A-t-on quelque chose contre les Chaotes ?

Si l’on se rend ici -> Voir le sujet – la magie chaotique ? on se rend très vite compte que les chaotes et leurs pratiques chaoticiennes (et non point chaotiques) ne semblent pas plaire à tout le monde. Mais la manière de défendre le point de vue anti-chaote tient plus du refus de communiquer et d’écouter (ou plutôt de lire) les interlocuteurs et défenseurs de la Chaos. En effet, si j’écris en quelques lignes qu’il ne peut exister de définition satisfaisante de la Chaos Magick, cette assertion est qussitôt récupérée et détournée pour lui tenter de prouver que les Chaotes sont de piètres philosophes et argumenteurs dans la défense et l’illustration de leur pratique.
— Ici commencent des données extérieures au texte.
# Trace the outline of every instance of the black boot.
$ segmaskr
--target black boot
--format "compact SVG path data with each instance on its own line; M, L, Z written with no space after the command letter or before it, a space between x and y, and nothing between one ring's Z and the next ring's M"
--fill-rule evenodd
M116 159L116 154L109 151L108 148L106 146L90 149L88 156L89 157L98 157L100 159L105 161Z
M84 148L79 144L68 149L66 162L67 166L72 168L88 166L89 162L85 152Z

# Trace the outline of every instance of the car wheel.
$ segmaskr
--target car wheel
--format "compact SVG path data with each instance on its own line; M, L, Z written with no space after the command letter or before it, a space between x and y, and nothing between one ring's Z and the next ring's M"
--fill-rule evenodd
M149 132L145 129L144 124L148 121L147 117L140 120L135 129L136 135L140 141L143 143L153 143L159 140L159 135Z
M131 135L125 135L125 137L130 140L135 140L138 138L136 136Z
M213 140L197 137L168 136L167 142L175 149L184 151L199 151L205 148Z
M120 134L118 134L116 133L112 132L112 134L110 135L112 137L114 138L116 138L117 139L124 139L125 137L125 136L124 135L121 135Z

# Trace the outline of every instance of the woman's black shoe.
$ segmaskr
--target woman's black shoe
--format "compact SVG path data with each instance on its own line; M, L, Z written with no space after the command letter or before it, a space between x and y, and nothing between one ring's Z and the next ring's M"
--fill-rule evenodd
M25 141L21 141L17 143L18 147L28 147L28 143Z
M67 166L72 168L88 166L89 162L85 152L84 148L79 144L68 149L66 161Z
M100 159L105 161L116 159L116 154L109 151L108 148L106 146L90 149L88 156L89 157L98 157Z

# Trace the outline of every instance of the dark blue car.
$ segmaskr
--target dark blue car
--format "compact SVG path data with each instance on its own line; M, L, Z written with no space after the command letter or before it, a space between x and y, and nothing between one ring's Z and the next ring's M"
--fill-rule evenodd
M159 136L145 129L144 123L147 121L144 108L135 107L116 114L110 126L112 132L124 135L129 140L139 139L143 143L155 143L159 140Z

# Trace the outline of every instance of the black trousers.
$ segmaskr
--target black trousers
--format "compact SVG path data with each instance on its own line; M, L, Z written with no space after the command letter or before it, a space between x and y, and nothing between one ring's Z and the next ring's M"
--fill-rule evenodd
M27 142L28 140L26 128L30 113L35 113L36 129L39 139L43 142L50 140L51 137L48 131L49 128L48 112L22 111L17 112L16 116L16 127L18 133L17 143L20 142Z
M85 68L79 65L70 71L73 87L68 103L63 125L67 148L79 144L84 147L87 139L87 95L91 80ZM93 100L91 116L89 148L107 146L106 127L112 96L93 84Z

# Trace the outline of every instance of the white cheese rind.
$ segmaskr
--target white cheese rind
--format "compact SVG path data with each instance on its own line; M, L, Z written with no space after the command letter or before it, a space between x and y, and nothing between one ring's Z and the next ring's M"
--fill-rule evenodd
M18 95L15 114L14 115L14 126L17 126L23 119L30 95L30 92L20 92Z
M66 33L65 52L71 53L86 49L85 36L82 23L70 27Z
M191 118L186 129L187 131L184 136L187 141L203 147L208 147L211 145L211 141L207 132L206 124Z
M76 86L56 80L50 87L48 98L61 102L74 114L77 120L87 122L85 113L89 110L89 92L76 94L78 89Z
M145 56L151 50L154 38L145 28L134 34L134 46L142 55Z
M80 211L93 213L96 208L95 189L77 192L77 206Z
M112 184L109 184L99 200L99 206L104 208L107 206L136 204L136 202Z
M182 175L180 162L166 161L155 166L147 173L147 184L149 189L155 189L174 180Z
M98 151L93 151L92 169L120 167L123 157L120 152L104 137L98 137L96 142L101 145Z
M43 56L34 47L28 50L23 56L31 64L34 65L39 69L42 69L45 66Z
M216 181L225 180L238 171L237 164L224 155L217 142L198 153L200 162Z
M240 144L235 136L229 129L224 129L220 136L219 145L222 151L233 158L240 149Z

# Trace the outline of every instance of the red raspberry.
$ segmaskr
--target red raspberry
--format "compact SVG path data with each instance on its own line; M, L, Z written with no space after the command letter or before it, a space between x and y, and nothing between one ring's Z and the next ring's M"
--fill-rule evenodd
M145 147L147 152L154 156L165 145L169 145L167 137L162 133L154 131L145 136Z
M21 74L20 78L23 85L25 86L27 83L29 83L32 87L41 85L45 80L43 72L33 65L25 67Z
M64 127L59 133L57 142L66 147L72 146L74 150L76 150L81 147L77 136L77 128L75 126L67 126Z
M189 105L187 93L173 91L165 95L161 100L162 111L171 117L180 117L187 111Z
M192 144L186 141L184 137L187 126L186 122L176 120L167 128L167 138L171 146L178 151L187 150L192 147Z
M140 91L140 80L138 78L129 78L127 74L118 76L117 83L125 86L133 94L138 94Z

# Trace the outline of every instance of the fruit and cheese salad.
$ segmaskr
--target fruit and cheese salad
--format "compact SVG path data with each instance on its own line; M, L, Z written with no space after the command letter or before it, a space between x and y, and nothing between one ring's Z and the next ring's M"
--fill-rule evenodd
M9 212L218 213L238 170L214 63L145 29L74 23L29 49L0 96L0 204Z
Mais, mais, mais, ces gentils détracteurs ont-ils lu autre chose que les critiques bêtes, inutiles, mal étayées par les anti-chaotes, aveuglés qu’ils sont par la peur de ce qui n’est pas traditionnel, constitutionnel, organisé et donc définissable ? Je ne pense pas et, sans doute, n’ont-ils pas lu ceci La Magie du Chaos ni ceci Chaos vs Thelema et encore moins cela Magie du Chaos = terrorisme magicke. Cela suffirait pourtant pour se faire une idée de ce que les chaotes francophones peuvent signifier lorsqu’ils parlent de Chaos Magick, de supraparadigme ou d’aparadigme, de saut paradigmal et autres barbarismes de bon aloi.

Je me pose alors la question – titre de ce billet – sur les capacités à interprêter du maître des lieux (Alliance magique), voire sa capacité à chercher l’information et à s’ouvrir à d’autres domaines que ceux des plaines mortifères de l’ésotérisme de bon papa. Il ne s’agit pas ici d’une attaque ad hominem mais d’un regret. En effet, démonter Airzombie sur base de la longueur de ses posts et sur quelques arguties sémantiques, cela ressort d’une pratique de combat magicke, et je me demande bien ce que l’on a à y gagner ?
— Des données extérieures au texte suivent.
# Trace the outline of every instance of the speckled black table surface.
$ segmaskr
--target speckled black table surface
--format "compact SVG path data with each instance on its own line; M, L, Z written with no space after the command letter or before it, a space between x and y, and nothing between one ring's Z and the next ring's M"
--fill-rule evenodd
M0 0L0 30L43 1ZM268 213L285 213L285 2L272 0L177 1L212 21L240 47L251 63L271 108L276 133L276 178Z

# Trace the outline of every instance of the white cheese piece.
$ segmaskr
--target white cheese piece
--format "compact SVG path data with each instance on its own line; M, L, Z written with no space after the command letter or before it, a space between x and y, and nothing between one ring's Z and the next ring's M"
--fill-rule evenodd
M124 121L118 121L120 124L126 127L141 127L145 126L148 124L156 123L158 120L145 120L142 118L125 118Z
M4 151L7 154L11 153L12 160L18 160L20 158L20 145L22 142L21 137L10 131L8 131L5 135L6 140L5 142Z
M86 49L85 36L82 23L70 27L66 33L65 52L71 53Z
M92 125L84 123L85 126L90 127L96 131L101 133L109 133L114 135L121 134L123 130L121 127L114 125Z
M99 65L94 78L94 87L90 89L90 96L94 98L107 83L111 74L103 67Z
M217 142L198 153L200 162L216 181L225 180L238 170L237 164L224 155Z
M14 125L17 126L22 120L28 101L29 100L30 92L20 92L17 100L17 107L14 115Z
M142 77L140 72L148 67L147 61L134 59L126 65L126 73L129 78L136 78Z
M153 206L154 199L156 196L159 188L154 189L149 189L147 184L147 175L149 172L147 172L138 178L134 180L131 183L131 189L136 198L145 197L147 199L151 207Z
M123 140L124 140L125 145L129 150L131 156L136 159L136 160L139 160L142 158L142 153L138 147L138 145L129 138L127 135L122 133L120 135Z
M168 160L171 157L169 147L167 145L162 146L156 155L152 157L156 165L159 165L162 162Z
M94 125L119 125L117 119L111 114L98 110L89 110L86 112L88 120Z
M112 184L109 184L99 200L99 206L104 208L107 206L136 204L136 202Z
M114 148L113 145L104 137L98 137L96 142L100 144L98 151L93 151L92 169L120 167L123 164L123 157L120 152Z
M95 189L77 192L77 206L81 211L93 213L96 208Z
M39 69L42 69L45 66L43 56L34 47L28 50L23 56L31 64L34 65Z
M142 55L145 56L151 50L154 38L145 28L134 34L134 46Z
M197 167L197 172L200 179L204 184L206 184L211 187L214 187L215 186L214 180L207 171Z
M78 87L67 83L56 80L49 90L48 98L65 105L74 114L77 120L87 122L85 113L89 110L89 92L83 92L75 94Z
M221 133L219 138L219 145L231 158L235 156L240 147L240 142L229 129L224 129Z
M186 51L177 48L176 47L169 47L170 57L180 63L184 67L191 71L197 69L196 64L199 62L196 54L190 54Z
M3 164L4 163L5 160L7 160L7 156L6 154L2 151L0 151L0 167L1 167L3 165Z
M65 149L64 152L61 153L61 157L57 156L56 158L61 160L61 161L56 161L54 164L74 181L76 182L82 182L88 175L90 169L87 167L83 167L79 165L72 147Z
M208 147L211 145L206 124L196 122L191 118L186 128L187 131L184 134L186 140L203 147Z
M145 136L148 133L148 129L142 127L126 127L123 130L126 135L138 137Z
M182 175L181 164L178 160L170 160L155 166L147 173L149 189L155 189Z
Pour conclure je ne résiste pas à citer la passage suivant tiré de « Une introduction à la Magie du Chaos par Zarim » :

La Magie du Chaos approche la Magick sous une perspective totalement utilitaire, encourageant les pratiquants à découvrir ce qui y fonctionne & comment l’utiliser. Des techniques peuvent être reprises d’autres systèmes, ou elles peuvent être inventées ou n’être que pures fantaisies. Cela importe peu, pour autant que de bons résultats en soient l’aboutissement.

Un des facteurs clés de la Magie du Chaos est l’utilisation de la croyance comme outil. Les Chaotes améliorent leurs aptitudes à changement leurs croyances à un moment donné : être un catholique dévot à un instant afin de gagner les faveurs de Marie, & un Wiccan l’instant suivant afin de marchander avec Gaïa. Cette aptitude, connue dans de nombreux cercles comme « le changement de paradigme », est nécessaire car les chaotes sentent que la croyance est ce qui rend la Magick efficace.
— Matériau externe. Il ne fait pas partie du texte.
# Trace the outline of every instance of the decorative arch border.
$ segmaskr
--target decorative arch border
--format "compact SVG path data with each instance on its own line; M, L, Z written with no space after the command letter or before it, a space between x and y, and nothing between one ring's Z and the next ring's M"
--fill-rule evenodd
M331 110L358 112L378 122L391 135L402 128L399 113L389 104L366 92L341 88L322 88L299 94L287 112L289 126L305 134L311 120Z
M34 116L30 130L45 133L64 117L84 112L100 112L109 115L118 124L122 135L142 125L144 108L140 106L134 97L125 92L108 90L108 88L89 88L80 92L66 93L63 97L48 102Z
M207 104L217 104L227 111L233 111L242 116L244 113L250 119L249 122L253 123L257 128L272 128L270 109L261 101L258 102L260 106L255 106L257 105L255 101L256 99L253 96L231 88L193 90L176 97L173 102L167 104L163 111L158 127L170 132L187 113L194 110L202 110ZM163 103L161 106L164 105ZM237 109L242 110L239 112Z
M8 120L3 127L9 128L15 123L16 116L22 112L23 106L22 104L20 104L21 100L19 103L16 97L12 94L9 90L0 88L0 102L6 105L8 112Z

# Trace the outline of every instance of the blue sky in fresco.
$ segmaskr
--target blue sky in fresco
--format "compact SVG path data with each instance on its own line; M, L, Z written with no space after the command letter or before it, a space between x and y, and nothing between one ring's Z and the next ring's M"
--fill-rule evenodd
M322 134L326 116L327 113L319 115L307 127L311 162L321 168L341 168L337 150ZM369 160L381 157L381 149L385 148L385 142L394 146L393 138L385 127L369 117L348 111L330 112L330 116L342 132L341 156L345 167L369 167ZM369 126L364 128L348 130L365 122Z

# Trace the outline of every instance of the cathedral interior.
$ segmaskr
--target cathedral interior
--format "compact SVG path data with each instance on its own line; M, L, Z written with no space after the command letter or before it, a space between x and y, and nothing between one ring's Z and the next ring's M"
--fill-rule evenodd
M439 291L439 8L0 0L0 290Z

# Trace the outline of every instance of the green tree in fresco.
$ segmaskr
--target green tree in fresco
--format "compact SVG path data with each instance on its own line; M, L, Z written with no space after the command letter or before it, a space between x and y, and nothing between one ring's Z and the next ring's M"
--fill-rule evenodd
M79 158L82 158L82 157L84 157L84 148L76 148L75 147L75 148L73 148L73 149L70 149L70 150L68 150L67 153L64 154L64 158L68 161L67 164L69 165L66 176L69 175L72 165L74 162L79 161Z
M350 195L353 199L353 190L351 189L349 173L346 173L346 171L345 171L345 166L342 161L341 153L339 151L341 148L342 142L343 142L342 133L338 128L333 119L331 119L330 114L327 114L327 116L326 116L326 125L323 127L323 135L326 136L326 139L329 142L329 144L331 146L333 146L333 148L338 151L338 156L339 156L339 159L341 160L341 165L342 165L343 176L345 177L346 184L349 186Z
Une grande partie de la Magie du Chaos traite de l’utilisation d’autres systèmes afin de construire un système magique pratique, personnel qui fonctionne. Hine nous dit à ce sujet : « Comme nous l’avons dit plus tôt, les approches « traditionnelles » de la magick impliquent de choisir un système donné et de s’y tenir. La perspective du Chaos, ne ferait-elle que cela, encourage une approche éclectique de l’évolution, et les Magiciens du Chaos sont libres de choisir tout système magique disponible, des thèmes provenant de la littérature, de la télévision, des religions, des sectes, de la parapsychologie, etc. Cette approche signifie que si vous rencontrez deux Magiciens du Chaos et leur demandez ce qu’ils font à tel ou tel moment, il est peu probable que vous découvriez une quelconque unanimité dans la démarche. Cela rend le Chaos difficile à épingler comme étant ceci ou cela, ce qui à nouveau tend à tracasser ceux qui ont besoin d’approches de la magick soigneusement étiquetées et claires ».